How do I split up a large Git branch into lots of smaller branches?
Asked Answered
R

6

47

I have imported from SVN into Git, now I have one big branch, like this:

  • work on feature C
  • work on feature B
  • work on feature C
  • work on feature C
  • work on feature B
  • work on feature A

I want separate feature branches, for A, B, C. I'm cherry picking commits to new branches but this doesn't remove them from the original branch so I have to manually track which ones I have pulled out.

There are around 800 commits to split up, and maybe 50 features/bugfixes.

It would be nice to have the ones I have pulled out reflected this way somehow in the git log, so I know which ones I have already done. Is this possible?

I can rebase the entire branch, skipping the commits I have pulled out, but I'm worried this will cause lots of conflicts. I don't want to resolve 500 conflicts every time I pull a commit out.

What's the best method of pulling out commits from one uber branch onto smaller feature branches, whilst keeping track of your progress?

Ray answered 22/9, 2012 at 3:31 Comment(0)
D
52

What I do in this case is use interactive rebase.

At your HEAD, create your branches A, B, and C. Also create a "backup" branch (you could name it backup) in case things go wrong and you need your original HEAD back.

git branch feature-a
git branch feature-b
git branch feature-c
git branch backup-before-rebase

Then, create a branch at the commit you want them to start from, maybe at a convenient stable commit. Call it new_trunk or something.

git checkout HEAD~50       ## this will be the new tree-trunk
git branch new_trunk

Then, do interactive rebases and pick out the commits you want to keep in that branch. Used this way, it's basically like cherry-picking in bulk.

git checkout feature-a
git rebase -i new_trunk    ## -i is for "Interactive"

When you're done, you should have 3 branches with separate histories starting from new_trunk and a backup branch reflecting the old HEAD if you still need it.

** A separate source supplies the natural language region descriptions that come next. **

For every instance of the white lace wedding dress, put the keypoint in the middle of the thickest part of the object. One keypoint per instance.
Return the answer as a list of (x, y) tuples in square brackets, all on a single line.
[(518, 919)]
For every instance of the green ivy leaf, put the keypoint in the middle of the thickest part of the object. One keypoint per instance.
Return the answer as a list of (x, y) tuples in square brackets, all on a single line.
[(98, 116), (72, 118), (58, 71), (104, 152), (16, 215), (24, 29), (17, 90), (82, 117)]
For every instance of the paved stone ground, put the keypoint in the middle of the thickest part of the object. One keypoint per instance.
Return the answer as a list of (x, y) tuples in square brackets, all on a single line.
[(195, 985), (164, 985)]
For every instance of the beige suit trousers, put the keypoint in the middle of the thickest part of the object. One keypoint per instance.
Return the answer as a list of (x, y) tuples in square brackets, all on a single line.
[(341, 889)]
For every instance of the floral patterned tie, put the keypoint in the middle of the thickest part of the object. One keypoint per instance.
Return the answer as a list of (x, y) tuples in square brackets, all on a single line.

Duchamp answered 22/9, 2012 at 8:20 Comment(9)
Also look into rerere to help if you run into the same conflicts again and again.Duchamp
I usually use tags instead of branches, for stuff that is supposed to remain unchanged - especially backups.Trematode
tags are good too - new_trunk is a good candidate for a tag instead of a branchDuchamp
This is a good suggestion, but it doesn't solve the difficult problem I outlined: How to track which commits on the original branch have been cherry picked/rebased onto another branch? One idea is simply to add a tag to every commit after picking it out. Another idea is to pick the commits in order one by one and keep a tag up to date as to where i've got to. I suspect there is a better way, though.Ray
I'm not clear on why this doesn't do that - the "path" from the root branch is reflected in the git tree. Can you elaborate in the question on what forensics you need to do after your reorganization is done?Duchamp
When you rebase, the commits you pick are duplicated onto the new branch, as far as I know, the log does not provide any "equality" visuals to say that commit A == commit X and commit B == commit Y. The only thing it does is share the root commit. For example if I create a feature branch and rebase it, skipping commits 2 and 3 but keeping 1 and 4. The new branch will start from commit 1, but commit 4 will be duplicated and there is no way of seeing visually that the 'new' commit 4 (on the new branch) is the same as the old commit 4.Ray
That's correct, because to git they are not the same. The commit message will be preserved (unless you change it yourself during the rebase). You can also git diff the two commits if you want to check if they really are the same, but I don't know of any clients that do this systematically.Duchamp
This answer seems incomplete - how do I use the interactive rebase? "pick" for the commits I want on the feature branch, and "drop" or delete lines for the commits I don't want on that feature branch? I won't lose any commits as warned in the interactive rebase editor comments?Flowerdeluce
"Also create a "backup" branch (you could name it backup) in case things go wrong and you need your original HEAD back."Duchamp
A
10

Personally I would really consider pros and cons of such large changes (once more if you've already done this). If you run into conflicts (which is in large rebase/cherry-pick annoying and hard-to-solve by itself) you will probably have tough times when merging features back to your "master" branch.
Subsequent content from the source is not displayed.